Showing posts with label DBCP. Show all posts
Showing posts with label DBCP. Show all posts

Thursday, October 7, 2010

Of JNDI, DBCP and Oracle

In continuation with the earlier post, I was pretty close to hitting my head against a big, indifferent wall as I struggled with JNDI connections and Oracle Prepared Statement to dump in Chinese characters into a database column.

So here's the step by step account:
  • Make sure your database column type is NVARCHAR2. This is just like VARCHAR2 but allows you to insert pretty much everything into it.
  • Query up your national character set: select value from v$nls_parameters where PARAMETER = 'NLS_NCHAR_CHARACTERSET'. This should return AL16UTF16
  • Now the first option is to use the unistr function. So my statement would look something like insert into table_name (col1, col2, col3...,coln) values (?,?,?,...unistr(?)).Now use a standard setString API call, but make sure that the input string is of the form \[four digit hex code] for each character.
  • Second option is to call the setFormOfUse API on the OraclePreparedStatement class as ps.setFormOfUse([index], OraclePreparedStatement.FORM_NCHAR) and set the string in a standard fashion. However, the string here needs to be of the form \u[four digit hex code] for each character.
However, on the last step I kept getting a class cast exception whenever I tried getting the OraclePreparedStatement object from the standard PreparedStatement.
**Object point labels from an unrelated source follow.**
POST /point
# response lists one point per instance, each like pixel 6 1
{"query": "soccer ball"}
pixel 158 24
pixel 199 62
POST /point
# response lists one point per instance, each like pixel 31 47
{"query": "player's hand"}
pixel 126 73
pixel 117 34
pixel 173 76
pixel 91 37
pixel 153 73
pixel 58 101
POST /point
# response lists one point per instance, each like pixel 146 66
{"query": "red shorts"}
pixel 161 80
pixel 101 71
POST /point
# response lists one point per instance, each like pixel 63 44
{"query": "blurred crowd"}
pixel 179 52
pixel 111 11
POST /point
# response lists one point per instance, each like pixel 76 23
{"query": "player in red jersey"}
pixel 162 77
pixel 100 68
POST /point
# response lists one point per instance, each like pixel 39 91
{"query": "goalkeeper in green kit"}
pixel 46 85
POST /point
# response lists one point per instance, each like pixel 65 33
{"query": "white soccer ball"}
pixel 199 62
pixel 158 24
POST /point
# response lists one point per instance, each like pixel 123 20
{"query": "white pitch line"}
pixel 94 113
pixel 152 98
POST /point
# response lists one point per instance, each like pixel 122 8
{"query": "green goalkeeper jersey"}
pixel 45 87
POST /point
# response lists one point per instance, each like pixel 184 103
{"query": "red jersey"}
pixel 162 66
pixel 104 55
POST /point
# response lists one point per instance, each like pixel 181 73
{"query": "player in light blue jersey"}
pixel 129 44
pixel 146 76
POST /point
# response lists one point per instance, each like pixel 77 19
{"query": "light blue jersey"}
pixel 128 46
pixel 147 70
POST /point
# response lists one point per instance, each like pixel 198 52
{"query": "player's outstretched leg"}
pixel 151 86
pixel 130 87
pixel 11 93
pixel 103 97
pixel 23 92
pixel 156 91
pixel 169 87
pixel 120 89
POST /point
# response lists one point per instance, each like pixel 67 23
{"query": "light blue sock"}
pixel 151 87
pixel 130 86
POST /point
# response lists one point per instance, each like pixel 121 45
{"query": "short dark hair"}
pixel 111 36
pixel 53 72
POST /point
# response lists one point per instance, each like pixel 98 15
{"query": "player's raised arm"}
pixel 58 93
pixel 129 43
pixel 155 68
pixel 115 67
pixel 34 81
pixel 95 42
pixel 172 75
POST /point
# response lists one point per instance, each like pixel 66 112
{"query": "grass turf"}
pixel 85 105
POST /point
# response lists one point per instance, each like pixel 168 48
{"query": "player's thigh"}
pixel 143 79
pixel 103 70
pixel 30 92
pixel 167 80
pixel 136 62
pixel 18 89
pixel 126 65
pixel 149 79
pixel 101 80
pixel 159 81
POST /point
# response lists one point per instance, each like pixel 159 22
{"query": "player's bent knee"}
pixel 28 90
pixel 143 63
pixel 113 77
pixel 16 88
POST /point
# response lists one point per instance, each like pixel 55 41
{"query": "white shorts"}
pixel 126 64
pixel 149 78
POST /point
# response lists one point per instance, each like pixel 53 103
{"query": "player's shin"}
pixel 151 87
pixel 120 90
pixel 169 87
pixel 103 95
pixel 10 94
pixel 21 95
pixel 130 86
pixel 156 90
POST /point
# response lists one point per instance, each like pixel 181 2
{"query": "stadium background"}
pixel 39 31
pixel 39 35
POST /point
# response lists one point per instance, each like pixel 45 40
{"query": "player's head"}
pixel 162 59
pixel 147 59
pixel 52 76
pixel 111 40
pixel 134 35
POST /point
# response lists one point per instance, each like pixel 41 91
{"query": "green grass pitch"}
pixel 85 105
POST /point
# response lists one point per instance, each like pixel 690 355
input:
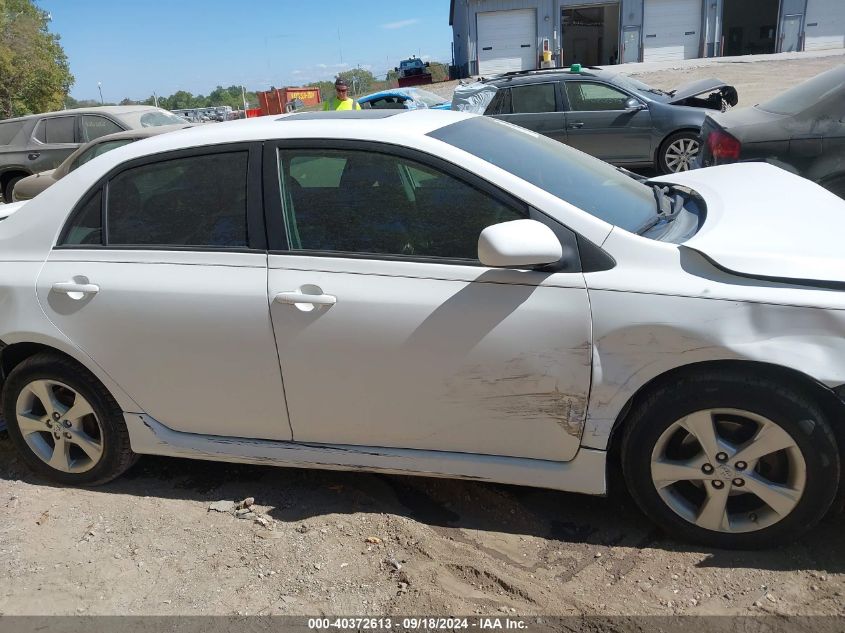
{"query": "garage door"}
pixel 671 30
pixel 825 26
pixel 507 41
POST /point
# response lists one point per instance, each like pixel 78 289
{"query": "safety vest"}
pixel 335 104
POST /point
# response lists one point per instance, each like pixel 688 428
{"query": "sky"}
pixel 137 47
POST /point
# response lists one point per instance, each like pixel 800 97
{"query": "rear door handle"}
pixel 72 288
pixel 295 297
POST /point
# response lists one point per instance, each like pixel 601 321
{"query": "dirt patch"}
pixel 370 544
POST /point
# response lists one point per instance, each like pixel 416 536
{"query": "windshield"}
pixel 807 94
pixel 151 118
pixel 629 83
pixel 581 180
pixel 426 97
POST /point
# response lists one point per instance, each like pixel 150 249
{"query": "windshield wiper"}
pixel 668 207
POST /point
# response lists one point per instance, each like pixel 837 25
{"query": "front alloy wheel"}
pixel 731 461
pixel 728 470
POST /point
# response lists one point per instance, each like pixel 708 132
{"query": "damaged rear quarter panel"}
pixel 646 325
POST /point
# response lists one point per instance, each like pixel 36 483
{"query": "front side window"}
pixel 94 126
pixel 193 201
pixel 56 130
pixel 587 96
pixel 369 203
pixel 533 98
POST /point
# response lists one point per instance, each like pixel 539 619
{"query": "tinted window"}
pixel 501 103
pixel 382 204
pixel 97 126
pixel 533 98
pixel 8 131
pixel 587 96
pixel 86 224
pixel 581 180
pixel 57 130
pixel 195 201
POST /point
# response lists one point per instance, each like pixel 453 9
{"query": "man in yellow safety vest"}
pixel 341 100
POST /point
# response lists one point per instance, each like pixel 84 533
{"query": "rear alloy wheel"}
pixel 731 462
pixel 64 423
pixel 678 152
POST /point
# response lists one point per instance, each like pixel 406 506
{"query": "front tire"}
pixel 678 152
pixel 64 423
pixel 731 461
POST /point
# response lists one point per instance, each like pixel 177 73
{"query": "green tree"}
pixel 34 72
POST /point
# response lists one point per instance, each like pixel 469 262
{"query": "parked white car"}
pixel 440 294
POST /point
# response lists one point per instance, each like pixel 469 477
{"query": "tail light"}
pixel 723 146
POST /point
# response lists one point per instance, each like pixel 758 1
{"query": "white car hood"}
pixel 766 222
pixel 8 209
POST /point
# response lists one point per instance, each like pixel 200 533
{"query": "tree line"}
pixel 35 76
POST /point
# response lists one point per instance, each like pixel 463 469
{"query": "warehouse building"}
pixel 494 36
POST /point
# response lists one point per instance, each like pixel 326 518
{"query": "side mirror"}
pixel 518 244
pixel 634 105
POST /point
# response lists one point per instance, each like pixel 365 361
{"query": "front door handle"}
pixel 72 288
pixel 295 297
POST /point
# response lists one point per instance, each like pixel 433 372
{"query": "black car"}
pixel 603 112
pixel 800 130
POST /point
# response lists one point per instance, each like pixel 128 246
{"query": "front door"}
pixel 790 36
pixel 390 332
pixel 169 294
pixel 598 123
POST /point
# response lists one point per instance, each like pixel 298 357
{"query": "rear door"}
pixel 598 123
pixel 389 330
pixel 536 106
pixel 161 278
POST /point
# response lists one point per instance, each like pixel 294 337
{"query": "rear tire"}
pixel 64 423
pixel 10 186
pixel 712 499
pixel 678 152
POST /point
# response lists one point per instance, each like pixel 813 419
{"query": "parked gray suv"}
pixel 39 142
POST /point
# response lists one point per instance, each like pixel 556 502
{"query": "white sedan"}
pixel 435 293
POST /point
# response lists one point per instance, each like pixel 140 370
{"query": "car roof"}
pixel 373 125
pixel 530 76
pixel 115 110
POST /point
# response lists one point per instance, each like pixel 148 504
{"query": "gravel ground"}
pixel 371 544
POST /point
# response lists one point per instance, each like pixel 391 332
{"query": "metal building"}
pixel 493 36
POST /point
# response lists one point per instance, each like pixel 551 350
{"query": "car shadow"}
pixel 450 507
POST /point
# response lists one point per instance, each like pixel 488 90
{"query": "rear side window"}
pixel 94 126
pixel 501 103
pixel 193 201
pixel 57 130
pixel 9 130
pixel 533 98
pixel 86 225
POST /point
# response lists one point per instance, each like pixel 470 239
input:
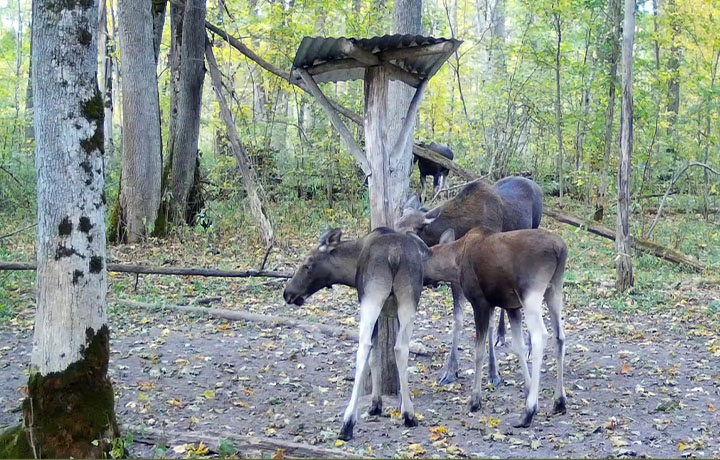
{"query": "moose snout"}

This is what you will expect to work normally:

DelegatingPreparedStatement dps = (DelegatingPreparedStatement) ps;
OraclepreparedStatement ops = (OraclePreparedStatement) dps.getInnermostDelegate();
ops.setFormOfUse(...);

But inspite of the runtime class of the object returned by the getInnerMostDelegate() method is OraclePreparedStatement, it kept giving me a class cast exception (I still don't know why!). However, a reflective call like the one below worked!

DelegatingPreparedStatement dps = (DelegatingPreparedStatement) ps;
Statement stmt = ps.getInnermostDelegate();
Method setUsageMethod = stmt.getMethod("setFormOfUse", int.class, short.class);
setUsageMethod.invoke(stmt, [args]);

Now I need to revisit the search implementation on the nvarchar column and then post this to other databases. Hmmph!